Unlike the MEDC, the health department and the labor department, Whitmer's executive office is not subject to the Freedom of Information Act. Michigan is one of two states that exempt the governor's office and Legislature from the law.
The state agencies that said they had no separation agreements with confidentiality restrictions since Jan. 1, 2019, were the departments of Agriculture & Rural Development; Civil Rights; Corrections; Environment, Great Lakes and Energy; Insurance and Financial Services; Licensing and Regulatory Affairs; Natural Resources; Technology, Management and Budget; Transportation; Treasury; and the Michigan State Police.
Spokespeople for the Attorney General's Office and Secretary of State's Office said their agencies had not entered into any separation agreements requiring confidentiality since Attorney General Dana Nessel and Secretary of State Jocelyn Benson took office.
Are they constitutional?
Tyler Valeska, a fellow at Cornell Law School, has analyzed much-criticized non-disclosure agreements used by former President Donald Trump's White House. Valeska said the deals conflict with the goals of the First Amendment: the free flow of information and an informed public.
"That is deeply offensive to the First Amendment's underlying values," Valeska said of government-instituted requirements that limit officials' ability to speak publicly.
In the Whitmer administration's agreement with Gordon, he noted, the two sides pledged not to discuss the details of the resignation "in the interest of protecting deliberations among government officials." Valeska said he doesn't believe the Whitmer administration would be able to "hide behind this deliberative process rationale to keep information related to a personnel dispute under wraps."
The complicating factor is one of the two sides would still have to want to break the confidentiality pledge to call its constitutionality into question, he said. There's no indication that Gordon or Whitmer is interested in that.
The Michigan Republican Party has blasted Whitmer's agreements with Gordon and Gray, whose tenure was marred by delayed jobless payments and shortcut practices that exposed the system to fraud amounting to "hundreds of millions" of dollars. State GOP spokesman Ted Goodman said the Democratic governor "appears to be buying the silence of high-level government employees in the midst of the greatest public health crisis of our time."
"If there's nothing to hide, the governor and these former employees should provide details surrounding these payoffs and confidentiality agreements," Goodman said. "Michiganders deserve to know."

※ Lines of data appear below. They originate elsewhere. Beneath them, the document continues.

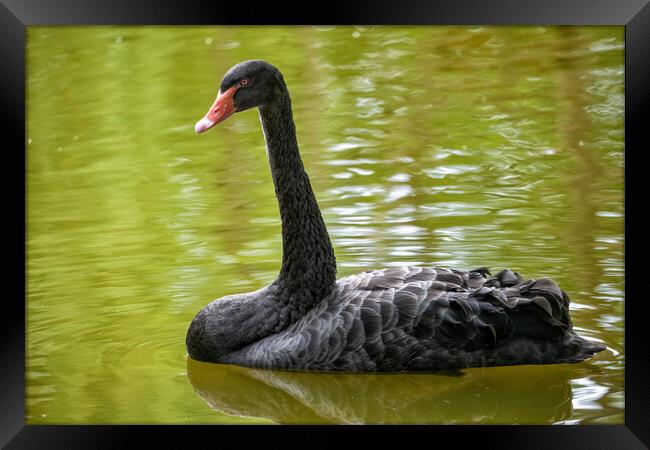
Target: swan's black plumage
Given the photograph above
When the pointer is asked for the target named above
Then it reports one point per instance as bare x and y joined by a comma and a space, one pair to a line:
396, 319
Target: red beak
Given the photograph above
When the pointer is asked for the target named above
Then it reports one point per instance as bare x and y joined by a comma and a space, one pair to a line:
222, 108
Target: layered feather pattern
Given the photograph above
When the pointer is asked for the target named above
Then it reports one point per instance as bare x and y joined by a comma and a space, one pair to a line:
425, 318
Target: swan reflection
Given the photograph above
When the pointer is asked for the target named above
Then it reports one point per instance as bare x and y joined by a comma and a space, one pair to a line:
503, 395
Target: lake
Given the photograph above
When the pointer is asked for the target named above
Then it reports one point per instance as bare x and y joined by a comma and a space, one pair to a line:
445, 146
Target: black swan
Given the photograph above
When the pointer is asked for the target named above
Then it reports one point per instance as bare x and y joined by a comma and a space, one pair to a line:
396, 319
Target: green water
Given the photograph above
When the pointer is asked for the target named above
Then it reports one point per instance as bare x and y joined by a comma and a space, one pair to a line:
449, 146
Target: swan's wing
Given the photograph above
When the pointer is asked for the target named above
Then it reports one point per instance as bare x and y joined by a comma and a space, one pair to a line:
415, 317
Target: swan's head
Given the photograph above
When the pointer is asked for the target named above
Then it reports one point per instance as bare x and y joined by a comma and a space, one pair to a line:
244, 86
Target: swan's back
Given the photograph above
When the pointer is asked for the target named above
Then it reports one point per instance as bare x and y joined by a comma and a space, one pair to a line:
423, 318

At a Thursday Michigan Senate hearing, Senate Minority Leader Jim Ananich of Flint, the chamber's top Democrat, pressed Elizabeth Hertel, the new director of the Department of Health and Human Services, about the deals with Gordon and Sarah Esty, who served as his deputy director.
Hertel said she wasn't involved in Gordon's termination, adding it's "possible" Gordon had a difference of opinion with Whitmer over how quickly to reopen the state's economy amid the COVID-19 pandemic.
Gordon resigned on Jan. 22, less than eight hours after he signed an epidemic order that allowed restaurants to begin offering indoor dining. He didn't appear at the press conference where Whitmer announced the upcoming change.
Ananich said if there were disagreements between Whitmer and Gordon over the rate of reopening the economy, it would be a legitimate reason for them to part ways.
"There's been a lot of talk about hush money," Ananich said. "Maybe, there's a legitimate policy reason."
Separation agreements are commonplace in the private sector, but in the public sector, there's greater scrutiny over how public dollars are used, the Democratic senator said.